You can't blame Canada Goose for being judicious with flagship store openings after watching the clothing industry close thousands of locations due to aggressive overexpansion. Perhaps brand awareness and store rollouts are not moving as fast as many investors hoped, but revenue is, and the company will continue to post strong growth rates as more consumers learn about Canada Goose.
2. Enhance our wholesale network
The second strategy for the company is to enhance its wholesale network. In the strictest sense, it appears the company is underperforming on this front. In the fiscal year ended Mar. 2016, the company reported $258 million Canadian dollars in revenue via the wholesale channel, versus CA$336.2 million in the year ended Mar. 2018.
While 14% annualized growth may seem impressive, it's nothing noteworthy compared to the stock's 290% gain. However, the company has wisely deemphasized this goal in favor of its third strategy.
3. Accelerate our e-commerce-led direct-to-consumer rollout
Canada Goose's stock has otherwise been powered by the shift in revenue away from the wholesale channel to direct-to-consumer (DTC) sales. Over the same time frame as above, the company increased DTC sales a whopping 178% per year:
|Canada Goose Revenue||FY 2016||FY 2018||Annualized Growth|
|Wholesale||CA$257.8 million||CA$336.2 million||14.2%|
|DTC||CA$33.0 million||CA$255.0 million||178.0%|
|Total||CA$290.8 million||CA$591.2 million||42.6%|
Thanks to this growth, the DTC channel now comprises 43.1% of all sales, versus 11.3% in fiscal 2016.
Furthermore, a shift to the DTC channel provides other benefits that often don't immediately show up on an income statement: a direct relationship with consumers, a better shopping experience, improved customer service, and the ability to quickly respond to trends with less wasted inventory.

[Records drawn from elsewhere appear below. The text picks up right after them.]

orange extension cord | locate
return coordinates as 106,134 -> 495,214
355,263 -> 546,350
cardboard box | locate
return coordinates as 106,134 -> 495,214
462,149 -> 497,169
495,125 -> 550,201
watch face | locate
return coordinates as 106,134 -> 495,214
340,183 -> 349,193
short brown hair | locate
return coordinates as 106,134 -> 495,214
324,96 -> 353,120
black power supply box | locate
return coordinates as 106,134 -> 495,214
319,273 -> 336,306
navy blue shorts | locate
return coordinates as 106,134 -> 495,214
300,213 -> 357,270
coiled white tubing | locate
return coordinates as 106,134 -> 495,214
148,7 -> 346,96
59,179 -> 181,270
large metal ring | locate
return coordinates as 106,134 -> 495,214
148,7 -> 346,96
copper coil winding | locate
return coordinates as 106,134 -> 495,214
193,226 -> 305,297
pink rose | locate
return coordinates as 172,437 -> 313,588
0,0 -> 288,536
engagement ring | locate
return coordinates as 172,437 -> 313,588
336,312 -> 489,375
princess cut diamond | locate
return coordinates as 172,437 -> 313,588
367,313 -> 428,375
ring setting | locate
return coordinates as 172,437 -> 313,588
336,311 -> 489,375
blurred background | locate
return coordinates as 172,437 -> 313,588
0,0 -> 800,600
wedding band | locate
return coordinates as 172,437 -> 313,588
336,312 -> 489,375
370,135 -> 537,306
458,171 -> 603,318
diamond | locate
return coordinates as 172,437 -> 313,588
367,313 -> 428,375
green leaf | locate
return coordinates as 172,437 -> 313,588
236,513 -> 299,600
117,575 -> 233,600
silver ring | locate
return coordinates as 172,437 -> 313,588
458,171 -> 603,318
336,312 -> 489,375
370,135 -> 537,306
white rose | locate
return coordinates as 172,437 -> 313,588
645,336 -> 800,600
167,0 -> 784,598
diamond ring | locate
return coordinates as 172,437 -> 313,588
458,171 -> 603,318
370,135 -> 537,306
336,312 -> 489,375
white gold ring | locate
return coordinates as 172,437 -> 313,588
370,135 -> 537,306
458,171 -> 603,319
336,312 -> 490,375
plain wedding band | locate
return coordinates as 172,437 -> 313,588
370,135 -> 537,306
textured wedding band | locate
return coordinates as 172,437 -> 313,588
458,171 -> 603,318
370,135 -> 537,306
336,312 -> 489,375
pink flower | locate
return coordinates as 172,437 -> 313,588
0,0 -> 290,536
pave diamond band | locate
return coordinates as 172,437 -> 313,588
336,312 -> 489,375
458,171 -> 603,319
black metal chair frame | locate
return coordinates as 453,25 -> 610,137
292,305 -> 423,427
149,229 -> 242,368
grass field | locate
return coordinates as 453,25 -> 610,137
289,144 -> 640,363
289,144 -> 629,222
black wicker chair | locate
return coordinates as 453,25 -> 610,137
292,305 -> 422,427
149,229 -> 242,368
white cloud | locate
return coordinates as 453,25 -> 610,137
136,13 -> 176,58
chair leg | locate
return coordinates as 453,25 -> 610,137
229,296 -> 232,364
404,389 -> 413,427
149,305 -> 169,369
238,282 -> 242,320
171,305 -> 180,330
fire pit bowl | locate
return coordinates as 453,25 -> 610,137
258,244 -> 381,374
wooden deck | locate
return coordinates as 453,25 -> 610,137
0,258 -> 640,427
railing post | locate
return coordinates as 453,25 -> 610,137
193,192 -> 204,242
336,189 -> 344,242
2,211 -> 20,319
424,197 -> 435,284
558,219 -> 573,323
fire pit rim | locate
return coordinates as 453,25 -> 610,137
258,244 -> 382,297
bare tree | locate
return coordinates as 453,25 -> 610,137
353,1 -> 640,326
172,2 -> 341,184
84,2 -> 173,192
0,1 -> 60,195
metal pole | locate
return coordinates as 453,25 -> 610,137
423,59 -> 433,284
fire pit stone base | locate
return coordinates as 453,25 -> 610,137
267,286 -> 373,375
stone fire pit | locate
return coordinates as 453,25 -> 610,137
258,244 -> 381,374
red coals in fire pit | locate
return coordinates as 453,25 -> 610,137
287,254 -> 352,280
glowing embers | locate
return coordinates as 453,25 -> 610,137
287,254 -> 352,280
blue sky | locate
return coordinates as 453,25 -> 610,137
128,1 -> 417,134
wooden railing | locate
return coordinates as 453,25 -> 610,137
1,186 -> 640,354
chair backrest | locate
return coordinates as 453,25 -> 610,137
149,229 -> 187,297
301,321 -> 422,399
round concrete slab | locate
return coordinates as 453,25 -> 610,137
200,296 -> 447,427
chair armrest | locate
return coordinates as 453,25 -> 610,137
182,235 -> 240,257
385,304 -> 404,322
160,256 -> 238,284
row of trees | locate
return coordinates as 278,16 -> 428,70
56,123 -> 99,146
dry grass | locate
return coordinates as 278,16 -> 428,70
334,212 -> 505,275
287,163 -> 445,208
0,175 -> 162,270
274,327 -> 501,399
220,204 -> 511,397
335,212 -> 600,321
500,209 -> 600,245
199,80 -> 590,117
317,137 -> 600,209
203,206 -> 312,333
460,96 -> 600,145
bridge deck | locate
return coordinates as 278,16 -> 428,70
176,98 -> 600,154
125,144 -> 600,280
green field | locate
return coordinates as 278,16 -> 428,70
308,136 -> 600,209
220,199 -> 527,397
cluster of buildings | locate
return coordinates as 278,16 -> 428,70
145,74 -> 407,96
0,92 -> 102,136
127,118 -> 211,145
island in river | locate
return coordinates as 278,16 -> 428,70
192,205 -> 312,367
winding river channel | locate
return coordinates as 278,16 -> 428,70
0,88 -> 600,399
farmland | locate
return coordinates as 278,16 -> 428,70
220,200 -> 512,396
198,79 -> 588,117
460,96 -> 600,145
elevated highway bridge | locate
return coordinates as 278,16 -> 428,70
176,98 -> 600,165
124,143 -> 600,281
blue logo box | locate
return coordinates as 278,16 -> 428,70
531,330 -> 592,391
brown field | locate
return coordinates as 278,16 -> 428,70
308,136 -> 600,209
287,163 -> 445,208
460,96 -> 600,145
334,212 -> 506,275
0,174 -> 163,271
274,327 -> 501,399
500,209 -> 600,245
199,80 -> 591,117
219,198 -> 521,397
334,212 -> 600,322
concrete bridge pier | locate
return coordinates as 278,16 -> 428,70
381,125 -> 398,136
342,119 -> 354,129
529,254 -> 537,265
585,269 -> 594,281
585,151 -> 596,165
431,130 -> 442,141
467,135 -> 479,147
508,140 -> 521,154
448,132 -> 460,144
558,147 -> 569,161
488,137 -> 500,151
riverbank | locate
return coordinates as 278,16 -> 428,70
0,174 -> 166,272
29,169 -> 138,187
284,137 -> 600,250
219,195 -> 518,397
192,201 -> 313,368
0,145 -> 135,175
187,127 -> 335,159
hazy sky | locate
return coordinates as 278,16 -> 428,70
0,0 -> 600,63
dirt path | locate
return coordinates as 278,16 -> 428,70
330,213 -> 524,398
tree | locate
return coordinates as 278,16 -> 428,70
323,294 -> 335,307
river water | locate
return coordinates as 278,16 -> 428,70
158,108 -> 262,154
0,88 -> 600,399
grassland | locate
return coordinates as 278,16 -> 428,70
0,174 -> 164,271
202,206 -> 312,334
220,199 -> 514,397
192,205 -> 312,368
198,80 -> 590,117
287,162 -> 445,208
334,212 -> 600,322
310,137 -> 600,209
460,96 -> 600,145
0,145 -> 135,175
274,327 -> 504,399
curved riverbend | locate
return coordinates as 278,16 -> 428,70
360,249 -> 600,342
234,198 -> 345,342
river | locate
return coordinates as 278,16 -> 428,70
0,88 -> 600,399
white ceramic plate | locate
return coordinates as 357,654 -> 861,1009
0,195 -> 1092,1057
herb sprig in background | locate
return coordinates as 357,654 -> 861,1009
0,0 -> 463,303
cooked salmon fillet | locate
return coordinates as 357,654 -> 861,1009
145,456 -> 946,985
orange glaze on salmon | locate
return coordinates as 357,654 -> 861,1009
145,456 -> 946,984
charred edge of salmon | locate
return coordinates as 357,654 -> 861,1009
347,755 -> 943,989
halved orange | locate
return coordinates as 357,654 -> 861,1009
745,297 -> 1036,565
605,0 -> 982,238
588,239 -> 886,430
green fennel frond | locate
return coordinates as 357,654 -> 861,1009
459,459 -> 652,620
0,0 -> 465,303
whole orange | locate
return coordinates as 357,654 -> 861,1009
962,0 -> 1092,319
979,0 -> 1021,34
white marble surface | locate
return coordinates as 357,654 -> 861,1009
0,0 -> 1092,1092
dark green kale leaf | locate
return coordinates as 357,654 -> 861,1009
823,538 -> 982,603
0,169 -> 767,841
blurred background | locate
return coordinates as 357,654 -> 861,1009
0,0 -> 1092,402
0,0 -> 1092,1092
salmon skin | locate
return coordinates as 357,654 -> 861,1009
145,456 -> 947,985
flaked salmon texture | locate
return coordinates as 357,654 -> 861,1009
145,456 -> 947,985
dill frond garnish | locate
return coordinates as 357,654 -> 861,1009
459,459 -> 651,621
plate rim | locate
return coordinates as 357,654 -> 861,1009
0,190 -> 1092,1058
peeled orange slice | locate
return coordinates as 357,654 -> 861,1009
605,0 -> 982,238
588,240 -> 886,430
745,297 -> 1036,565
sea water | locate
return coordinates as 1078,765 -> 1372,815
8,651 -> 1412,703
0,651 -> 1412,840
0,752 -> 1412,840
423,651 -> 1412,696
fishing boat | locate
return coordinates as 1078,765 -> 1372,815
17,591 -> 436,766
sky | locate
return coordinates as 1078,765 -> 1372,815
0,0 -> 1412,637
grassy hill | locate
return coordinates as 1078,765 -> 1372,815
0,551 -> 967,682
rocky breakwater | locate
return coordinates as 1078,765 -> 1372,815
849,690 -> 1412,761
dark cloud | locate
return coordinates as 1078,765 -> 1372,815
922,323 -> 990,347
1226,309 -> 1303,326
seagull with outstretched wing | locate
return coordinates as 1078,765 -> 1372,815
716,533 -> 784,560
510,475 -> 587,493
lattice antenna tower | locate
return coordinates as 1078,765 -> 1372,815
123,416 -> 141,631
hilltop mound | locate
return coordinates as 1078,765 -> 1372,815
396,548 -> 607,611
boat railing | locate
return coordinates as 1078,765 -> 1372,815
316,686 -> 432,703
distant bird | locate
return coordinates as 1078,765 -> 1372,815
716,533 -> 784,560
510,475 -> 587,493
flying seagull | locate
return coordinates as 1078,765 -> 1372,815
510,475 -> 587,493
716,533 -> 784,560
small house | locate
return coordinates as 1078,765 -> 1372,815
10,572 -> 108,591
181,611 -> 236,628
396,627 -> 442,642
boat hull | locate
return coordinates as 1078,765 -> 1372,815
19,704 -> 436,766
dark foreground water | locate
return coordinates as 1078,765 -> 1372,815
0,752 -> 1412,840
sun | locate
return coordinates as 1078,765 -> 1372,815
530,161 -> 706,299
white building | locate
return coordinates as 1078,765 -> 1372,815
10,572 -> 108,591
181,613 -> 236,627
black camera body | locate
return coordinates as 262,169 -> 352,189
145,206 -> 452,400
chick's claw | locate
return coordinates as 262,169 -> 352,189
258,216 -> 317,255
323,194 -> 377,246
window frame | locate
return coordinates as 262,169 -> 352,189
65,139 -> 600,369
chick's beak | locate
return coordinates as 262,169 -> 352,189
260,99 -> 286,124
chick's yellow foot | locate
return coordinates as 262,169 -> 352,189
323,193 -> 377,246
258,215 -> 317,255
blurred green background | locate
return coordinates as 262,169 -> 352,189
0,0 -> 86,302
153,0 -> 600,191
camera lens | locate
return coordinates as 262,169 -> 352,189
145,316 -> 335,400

There are reasons why Canada Goose stock is soaring -- the company is growing its top line at a 40%-plus clip, and it's becoming more profitable in the process. Although many investors are worried that the stock has rallied too far too fast, the brand is still rather obscure when compared to other luxury brands and will continue to increase awareness and visibility. If anything, the Canada Goose story has just gotten started.